The body of an error response contains information about the error that occurred. The following sample error response shows the output syntax of response elements common to all error responses.

{ "__type": "String", "Message": "String", <!-- Message is lowercase in some instances --> "Resource": String, "ResourceType": String "RetryAfterSeconds": String }

The following table explains the JSON error response fields shown in the preceding syntax.


One of the exceptions from a Transfer Family API call.

Type: String

Message or message

One of the operation error code messages.


Some exceptions use message, and others use Message. You can check the code for your interface to determine the proper case. Alternatively, you can test each option to see which works.

Type: String


The resource for which the error is invoked. For example, if you try to create a user that already exists, the Resource is the username for the existing user.

Type: String


The resource type for which the error is invoked.
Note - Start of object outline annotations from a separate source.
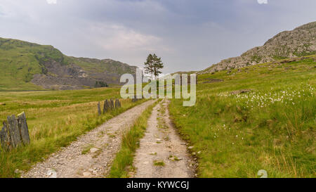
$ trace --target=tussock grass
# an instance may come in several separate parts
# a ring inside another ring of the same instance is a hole
[[[199,177],[315,177],[316,58],[198,77],[197,103],[169,106]],[[223,82],[209,83],[209,79]],[[243,89],[252,91],[233,95]]]
[[[133,166],[134,153],[139,147],[139,140],[144,136],[146,130],[147,120],[152,108],[157,102],[148,107],[136,120],[134,125],[123,136],[121,147],[114,160],[108,177],[126,178],[129,177],[129,167]],[[157,154],[157,153],[155,153]]]
[[[98,101],[119,98],[119,88],[74,91],[0,92],[0,120],[25,111],[31,143],[9,153],[0,151],[0,177],[16,177],[34,163],[65,147],[106,120],[143,101],[122,100],[121,108],[98,115]],[[0,127],[1,128],[1,127]]]

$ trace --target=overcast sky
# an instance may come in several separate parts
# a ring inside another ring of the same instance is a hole
[[[315,0],[0,0],[0,37],[164,73],[199,70],[316,21]]]

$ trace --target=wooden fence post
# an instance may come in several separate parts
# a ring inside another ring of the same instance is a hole
[[[8,129],[6,122],[4,122],[4,127],[0,132],[0,139],[2,148],[8,151],[12,149],[11,139],[10,139],[10,132]]]
[[[114,110],[114,101],[113,101],[113,99],[110,99],[110,105],[111,105],[111,110]]]
[[[107,99],[105,99],[103,105],[103,114],[107,113],[109,110],[109,103],[107,102]]]
[[[18,115],[18,124],[21,134],[22,143],[25,145],[29,144],[29,127],[26,122],[25,113],[23,112]]]
[[[99,115],[101,115],[101,108],[100,108],[100,101],[98,102],[98,114]]]
[[[4,127],[0,131],[0,141],[2,148],[6,151],[22,143],[27,145],[30,143],[29,129],[24,112],[18,115],[18,119],[15,115],[12,115],[8,116],[7,120],[4,122]]]

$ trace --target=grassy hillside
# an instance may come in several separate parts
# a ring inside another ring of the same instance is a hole
[[[170,111],[199,177],[315,177],[315,56],[279,60],[199,75],[196,105]]]
[[[45,72],[41,63],[48,57],[66,64],[51,46],[0,38],[0,90],[42,89],[30,81],[33,75]]]
[[[46,67],[51,65],[53,69]],[[60,66],[69,66],[69,68],[62,69]],[[69,57],[52,46],[3,38],[0,38],[0,91],[44,89],[42,87],[31,82],[35,74],[48,75],[53,79],[58,77],[81,77],[78,74],[80,68],[87,77],[104,79],[107,84],[117,84],[121,75],[134,74],[136,68],[111,59]],[[55,81],[52,82],[55,83]],[[57,82],[60,85],[69,82],[65,79]],[[48,82],[39,83],[41,84]],[[86,84],[80,84],[78,82],[73,83],[78,86],[86,85]]]
[[[78,136],[138,104],[123,100],[121,108],[98,116],[97,101],[110,98],[119,98],[119,88],[0,92],[0,121],[25,112],[31,138],[29,146],[10,153],[0,150],[0,177],[18,177],[16,169],[27,169]]]

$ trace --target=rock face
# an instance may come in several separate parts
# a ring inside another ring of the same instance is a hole
[[[255,47],[239,57],[223,60],[199,74],[254,65],[278,59],[316,53],[316,22],[291,31],[279,33],[262,46]]]
[[[52,46],[0,38],[0,82],[32,82],[44,89],[79,89],[119,84],[136,66],[111,59],[65,56]],[[1,87],[0,83],[0,87]]]

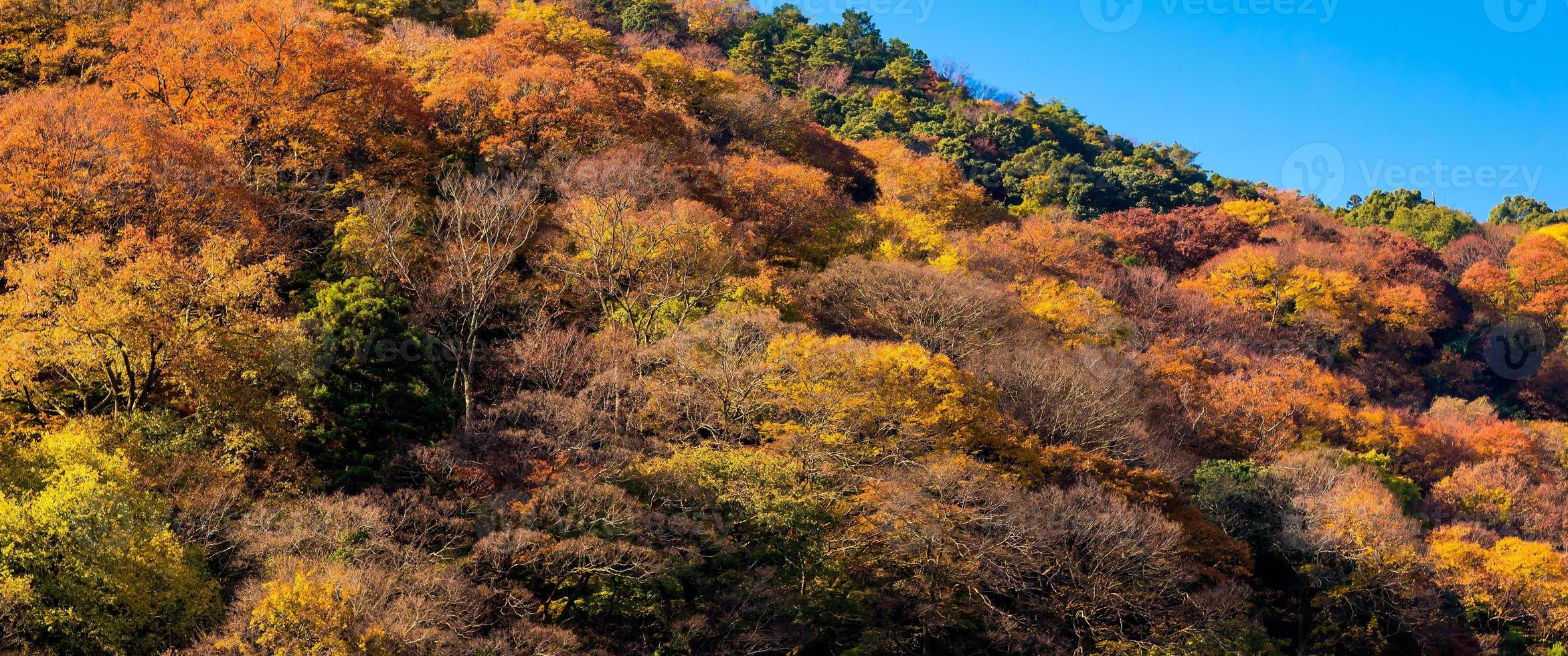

For example, if you try to create a user that already exists, the ResourceType is User.

Type: String


The number of seconds to wait before retrying the command.

Type: String

Error Response Examples

The following JSON body is returned if you use the DescribeServer API and specify a server that does not exist.

{ "__type": "ResourceNotFoundException", "Message": "Unknown server", "Resource": "s-11112222333344444", "ResourceType": "Server" }

The following JSON body is returned if executing an API causes throttling to occur.

{ "__type":"ThrottlingException", "RetryAfterSeconds":"1" }

The following JSON body is returned if you use the CreateServer API and you do not have sufficient permissions to create a Transfer Family server.

{ "__type": "AccessDeniedException", "Message": "You do not have sufficient access to perform this action." }

The following JSON body is returned if you use the CreateUser API and specify a user that already exists.

{   "__type": "ResourceExistsException",   "Message": "User already exists", "Resource": "Alejandro-Rosalez", "ResourceType": "User" }

Available Libraries

AWS provides libraries, sample code, tutorials, and other resources for software developers who prefer to build applications using language-specific APIs instead of the command-line tools and Query API. These libraries provide basic functions (not included in the APIs), such as request authentication, request retries, and error handling so that it is easier to get started. See Tools to Build on AWS

For libraries and sample code in all languages, see Sample Code & Libraries.